Joseph Percoco outside of federal court on March 12. Photo by David Handschuh/ALM

Joseph Percoco, a former top aide to Gov. Andrew Cuomo who was convicted last year of taking bribes from companies with business before the state, was formally disbarred by an appellate court in Albany on Thursday.

The decision was just a formality, the panel said; Percoco’s felony conviction last March triggered an automatic disbarment under the state judiciary law.

Percoco was convicted by a federal jury of accepting more than $300,000 in bribes from two companies with business before the state. His trial, which spanned eight weeks, ended with his conviction on three counts of bribery, though the jury cleared him on another three counts.

The Attorney Grievance Committee for the Appellate Division, Third Department had also moved to have Percoco’s name stricken from the roll of attorneys in New York, a request the panel of judges granted on Thursday. They said the charges Percoco was convicted on were similar to others that would prompt the motion.
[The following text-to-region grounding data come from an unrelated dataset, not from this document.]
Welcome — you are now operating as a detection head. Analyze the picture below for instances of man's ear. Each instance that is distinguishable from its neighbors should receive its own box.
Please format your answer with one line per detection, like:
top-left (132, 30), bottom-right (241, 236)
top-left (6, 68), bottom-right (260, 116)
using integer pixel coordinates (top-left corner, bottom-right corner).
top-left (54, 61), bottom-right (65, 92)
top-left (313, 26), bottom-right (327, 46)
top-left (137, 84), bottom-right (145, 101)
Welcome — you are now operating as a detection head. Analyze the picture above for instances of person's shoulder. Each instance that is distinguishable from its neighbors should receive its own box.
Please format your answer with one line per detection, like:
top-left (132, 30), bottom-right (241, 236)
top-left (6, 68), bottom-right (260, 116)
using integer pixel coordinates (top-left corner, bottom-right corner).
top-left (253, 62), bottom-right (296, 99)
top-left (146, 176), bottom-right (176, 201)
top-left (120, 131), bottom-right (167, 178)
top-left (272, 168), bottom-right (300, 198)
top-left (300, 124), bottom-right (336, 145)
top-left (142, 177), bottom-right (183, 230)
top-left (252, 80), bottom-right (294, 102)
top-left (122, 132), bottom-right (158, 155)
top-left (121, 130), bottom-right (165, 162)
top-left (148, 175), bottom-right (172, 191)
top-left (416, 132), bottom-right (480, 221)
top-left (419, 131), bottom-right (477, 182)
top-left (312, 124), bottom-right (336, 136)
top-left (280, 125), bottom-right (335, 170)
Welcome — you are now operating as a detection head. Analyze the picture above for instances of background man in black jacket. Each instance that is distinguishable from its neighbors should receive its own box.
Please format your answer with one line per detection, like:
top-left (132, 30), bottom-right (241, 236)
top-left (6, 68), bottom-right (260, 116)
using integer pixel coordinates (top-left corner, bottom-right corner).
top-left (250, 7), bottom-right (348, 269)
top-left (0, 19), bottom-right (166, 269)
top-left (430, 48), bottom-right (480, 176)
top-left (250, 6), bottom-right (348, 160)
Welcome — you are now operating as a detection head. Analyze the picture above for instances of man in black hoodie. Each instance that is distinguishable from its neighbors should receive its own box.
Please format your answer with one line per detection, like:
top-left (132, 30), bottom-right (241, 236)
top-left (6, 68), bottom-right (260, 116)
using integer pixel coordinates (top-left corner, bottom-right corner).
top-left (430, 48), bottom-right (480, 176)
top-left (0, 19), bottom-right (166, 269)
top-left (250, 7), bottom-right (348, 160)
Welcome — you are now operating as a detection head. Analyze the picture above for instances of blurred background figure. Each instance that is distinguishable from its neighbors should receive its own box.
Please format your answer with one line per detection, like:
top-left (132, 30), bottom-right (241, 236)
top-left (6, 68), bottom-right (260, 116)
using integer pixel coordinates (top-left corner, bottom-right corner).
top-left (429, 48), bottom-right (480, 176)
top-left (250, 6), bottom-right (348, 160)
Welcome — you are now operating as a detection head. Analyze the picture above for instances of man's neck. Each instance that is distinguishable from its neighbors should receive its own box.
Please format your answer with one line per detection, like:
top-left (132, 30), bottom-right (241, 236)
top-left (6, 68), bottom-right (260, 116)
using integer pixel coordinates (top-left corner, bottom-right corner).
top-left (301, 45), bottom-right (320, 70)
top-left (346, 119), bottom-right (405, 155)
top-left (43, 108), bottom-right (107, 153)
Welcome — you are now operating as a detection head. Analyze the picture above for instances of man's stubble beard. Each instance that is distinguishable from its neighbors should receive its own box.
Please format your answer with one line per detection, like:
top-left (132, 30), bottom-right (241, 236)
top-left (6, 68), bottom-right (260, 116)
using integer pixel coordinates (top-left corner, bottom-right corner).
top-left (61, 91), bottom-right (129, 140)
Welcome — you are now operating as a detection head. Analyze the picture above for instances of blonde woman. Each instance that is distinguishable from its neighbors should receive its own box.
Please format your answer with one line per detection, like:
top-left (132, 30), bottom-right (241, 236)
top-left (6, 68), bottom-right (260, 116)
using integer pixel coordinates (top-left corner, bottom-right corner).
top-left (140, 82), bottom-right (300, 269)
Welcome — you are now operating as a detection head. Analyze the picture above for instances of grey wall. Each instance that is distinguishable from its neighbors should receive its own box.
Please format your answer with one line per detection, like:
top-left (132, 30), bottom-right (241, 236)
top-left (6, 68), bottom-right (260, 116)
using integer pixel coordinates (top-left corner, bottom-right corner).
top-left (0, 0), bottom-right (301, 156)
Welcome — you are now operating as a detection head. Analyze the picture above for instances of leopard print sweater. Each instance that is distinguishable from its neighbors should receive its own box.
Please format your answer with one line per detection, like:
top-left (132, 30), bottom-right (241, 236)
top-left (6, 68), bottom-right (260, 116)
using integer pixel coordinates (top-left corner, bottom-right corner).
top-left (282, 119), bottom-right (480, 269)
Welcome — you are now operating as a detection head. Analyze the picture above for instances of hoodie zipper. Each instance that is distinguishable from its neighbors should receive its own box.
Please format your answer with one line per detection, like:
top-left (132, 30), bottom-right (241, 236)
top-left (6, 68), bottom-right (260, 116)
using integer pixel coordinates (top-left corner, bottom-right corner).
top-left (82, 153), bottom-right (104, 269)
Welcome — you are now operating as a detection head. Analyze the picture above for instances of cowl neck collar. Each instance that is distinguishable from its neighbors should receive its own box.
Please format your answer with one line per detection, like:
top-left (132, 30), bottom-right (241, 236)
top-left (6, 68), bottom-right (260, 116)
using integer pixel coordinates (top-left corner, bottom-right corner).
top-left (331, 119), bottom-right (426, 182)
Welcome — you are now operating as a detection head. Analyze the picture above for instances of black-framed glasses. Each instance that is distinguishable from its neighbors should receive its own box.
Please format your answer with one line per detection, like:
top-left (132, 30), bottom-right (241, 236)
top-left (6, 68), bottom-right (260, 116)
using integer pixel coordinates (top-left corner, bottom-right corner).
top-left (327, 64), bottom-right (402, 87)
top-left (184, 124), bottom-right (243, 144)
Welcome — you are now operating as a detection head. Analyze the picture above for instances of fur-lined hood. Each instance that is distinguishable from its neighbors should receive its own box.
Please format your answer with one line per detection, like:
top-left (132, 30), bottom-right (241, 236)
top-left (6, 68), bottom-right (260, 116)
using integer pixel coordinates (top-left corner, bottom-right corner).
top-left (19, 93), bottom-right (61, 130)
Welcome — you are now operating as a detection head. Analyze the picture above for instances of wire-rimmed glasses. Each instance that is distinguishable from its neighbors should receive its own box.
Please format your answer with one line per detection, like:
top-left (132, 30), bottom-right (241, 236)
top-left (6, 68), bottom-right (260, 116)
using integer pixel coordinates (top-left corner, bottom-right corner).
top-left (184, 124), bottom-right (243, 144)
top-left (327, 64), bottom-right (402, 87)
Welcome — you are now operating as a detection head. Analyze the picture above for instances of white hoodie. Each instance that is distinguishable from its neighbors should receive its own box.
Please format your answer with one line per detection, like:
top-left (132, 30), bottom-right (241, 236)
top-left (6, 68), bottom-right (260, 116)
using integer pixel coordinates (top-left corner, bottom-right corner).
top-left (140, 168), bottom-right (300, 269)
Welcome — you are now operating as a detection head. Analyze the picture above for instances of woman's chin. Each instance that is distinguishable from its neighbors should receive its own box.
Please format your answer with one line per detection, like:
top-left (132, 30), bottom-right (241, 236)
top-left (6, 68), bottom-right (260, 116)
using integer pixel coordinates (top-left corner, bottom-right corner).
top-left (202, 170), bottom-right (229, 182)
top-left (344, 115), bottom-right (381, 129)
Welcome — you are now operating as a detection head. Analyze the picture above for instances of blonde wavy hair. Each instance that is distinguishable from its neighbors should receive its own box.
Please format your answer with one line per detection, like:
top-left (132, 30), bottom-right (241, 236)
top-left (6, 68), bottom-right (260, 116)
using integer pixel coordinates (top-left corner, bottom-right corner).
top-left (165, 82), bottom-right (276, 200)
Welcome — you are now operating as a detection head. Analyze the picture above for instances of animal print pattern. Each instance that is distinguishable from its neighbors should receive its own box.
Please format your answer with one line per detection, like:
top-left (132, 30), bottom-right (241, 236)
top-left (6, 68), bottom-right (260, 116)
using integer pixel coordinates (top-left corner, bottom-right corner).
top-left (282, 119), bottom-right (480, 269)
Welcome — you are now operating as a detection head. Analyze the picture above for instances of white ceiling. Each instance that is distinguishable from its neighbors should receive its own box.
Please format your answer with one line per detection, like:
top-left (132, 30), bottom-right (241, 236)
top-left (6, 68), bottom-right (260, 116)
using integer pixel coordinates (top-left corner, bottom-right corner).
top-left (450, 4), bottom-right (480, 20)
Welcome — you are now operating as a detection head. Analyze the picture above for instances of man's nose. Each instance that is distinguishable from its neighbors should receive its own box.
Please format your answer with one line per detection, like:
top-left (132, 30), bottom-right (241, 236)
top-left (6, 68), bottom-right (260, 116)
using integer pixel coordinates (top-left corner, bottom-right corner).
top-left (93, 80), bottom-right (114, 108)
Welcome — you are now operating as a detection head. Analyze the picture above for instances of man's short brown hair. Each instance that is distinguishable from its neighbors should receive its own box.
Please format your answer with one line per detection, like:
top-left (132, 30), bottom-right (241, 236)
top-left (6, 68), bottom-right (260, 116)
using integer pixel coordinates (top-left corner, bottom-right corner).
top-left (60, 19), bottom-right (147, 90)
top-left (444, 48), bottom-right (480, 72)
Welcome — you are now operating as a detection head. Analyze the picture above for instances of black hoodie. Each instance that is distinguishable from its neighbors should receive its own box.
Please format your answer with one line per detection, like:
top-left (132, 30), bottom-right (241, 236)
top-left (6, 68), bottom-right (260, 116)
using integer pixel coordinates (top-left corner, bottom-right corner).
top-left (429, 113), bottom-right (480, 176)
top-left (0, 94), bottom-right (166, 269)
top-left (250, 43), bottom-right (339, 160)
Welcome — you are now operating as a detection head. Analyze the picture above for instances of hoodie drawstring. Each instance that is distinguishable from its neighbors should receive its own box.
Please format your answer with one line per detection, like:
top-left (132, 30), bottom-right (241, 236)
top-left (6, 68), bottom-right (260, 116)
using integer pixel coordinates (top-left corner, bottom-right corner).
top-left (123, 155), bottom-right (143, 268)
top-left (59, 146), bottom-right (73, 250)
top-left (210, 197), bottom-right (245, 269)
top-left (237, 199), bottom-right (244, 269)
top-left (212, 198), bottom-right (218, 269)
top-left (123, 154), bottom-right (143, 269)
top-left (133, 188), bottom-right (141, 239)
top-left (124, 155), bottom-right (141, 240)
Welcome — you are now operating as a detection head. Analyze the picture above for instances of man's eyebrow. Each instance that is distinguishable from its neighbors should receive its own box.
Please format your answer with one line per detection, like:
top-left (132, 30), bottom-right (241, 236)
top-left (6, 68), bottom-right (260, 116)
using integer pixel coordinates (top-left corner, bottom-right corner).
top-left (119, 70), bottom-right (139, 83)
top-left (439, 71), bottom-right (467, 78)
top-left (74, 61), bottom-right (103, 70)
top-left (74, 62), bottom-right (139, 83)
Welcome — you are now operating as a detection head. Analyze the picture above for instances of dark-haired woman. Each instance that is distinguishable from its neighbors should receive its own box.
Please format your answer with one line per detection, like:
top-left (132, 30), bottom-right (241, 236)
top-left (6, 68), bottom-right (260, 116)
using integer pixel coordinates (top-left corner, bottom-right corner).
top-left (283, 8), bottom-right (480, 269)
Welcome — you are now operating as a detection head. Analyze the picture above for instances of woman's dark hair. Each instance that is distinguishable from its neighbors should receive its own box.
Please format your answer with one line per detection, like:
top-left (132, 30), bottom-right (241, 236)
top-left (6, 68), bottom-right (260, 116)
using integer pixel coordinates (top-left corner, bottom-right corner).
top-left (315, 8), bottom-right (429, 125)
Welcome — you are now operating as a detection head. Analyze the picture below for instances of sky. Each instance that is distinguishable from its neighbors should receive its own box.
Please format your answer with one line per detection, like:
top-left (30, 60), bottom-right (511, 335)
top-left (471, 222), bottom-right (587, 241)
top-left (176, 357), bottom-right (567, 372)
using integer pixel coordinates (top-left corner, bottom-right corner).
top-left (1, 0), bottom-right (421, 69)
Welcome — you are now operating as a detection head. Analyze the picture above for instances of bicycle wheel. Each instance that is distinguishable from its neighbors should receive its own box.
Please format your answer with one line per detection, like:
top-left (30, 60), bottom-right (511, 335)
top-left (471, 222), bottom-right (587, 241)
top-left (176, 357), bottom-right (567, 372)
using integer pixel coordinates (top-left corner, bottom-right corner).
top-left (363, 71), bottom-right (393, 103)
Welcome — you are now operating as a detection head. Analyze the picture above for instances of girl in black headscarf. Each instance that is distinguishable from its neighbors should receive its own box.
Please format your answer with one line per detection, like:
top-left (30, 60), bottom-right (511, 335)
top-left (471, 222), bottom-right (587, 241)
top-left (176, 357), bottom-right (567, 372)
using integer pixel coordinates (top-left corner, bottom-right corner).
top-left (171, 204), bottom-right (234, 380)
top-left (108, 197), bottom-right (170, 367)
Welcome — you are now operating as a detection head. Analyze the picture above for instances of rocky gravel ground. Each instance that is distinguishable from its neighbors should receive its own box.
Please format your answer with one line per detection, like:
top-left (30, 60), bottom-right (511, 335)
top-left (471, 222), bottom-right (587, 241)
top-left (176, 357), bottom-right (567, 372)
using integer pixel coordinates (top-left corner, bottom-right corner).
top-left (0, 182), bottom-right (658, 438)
“Based on the plain language of the statutes, we find that they are essentially similar for purposes of automatic disbarment insomuch as they both proscribe the same conduct; that is, the solicitation or acceptance of a bribe by a public servant with the understanding that his or her conduct as a public servant will be influenced,” the appellate division said.

The decision means that when Percoco is released from prison, he will not be allowed to practice law in any capacity in New York. He represented himself before the panel, according to the decision, and consented to his disbarment.

Percoco is currently serving a six-year prison sentence at the Otisville Federal Correctional Institute in Orange County. He reported to the facility last month after months of delay following his sentencing in September.

His attorneys had sought to allow Percoco to remain out on bail while his conviction is appealed to the U.S. Court of Appeals for the Second Circuit, but the federal appellate court denied that request and ordered his sentence to begin in March.

The appeal isn’t expected to be decided anytime soon; Percoco’s attorney is scheduled to submit his brief to the Second Circuit in late May. His attorney, Walter Loughlin, is expected to present arguments in the brief on why his conviction before the U.S. District Court of the Southern District of New York should be thrown out.

U.S. District Judge Valerie Caproni, who presided over the trial, also issued a decision last week that will require Percoco to forfeit $320,000 from the scheme, which his attorneys had argued against. They had agreed to forfeit $35,000 initially, which Percoco was convicted of accepting from COR Development, a developer from Central New York that sought money from the state for ongoing development projects.

They hit a road bump with the other $285,000 Percoco was convicted of taking. Those payments were made to Percoco’s wife over 38 months from Competitive Power Ventures, an energy company that wanted to build a power plant in the Hudson Valley. The company provided Lisa Percoco a low-show job in exchange for Percoco’s influence over state officials, according to federal prosecutors.

Percoco’s attorneys had argued that because his wife had performed some amount of work for the company, she should be allowed to keep $95,000. That would mean Percoco would have forfeited $225,000.

Caproni rejected that argument, saying that all the money collected through the scheme should be forfeited because it wouldn’t have been paid out if there was no criminal activity in the first place.

“This is a case in which Lisa Percoco would never have been hired in the first place were it not for the bribery scheme,” Caproni wrote. “Thus, because the job itself was obtained as the result of the scheme, all salary paid as part of that job represents the gross proceeds of the offense.”

Percoco was a top aide to Cuomo during his first and second terms in office, and managed his campaign in 2014. He had once served as executive deputy secretary to the governor, a powerful position whose holder is often considered an important adviser in the executive chamber.

Cuomo, who has been close with Percoco for more than two decades, was not accused of any wrongdoing by federal prosecutors.

Barry Bohrer, an partner at Schulte Roth & Zabel, had represented Percoco at the district court.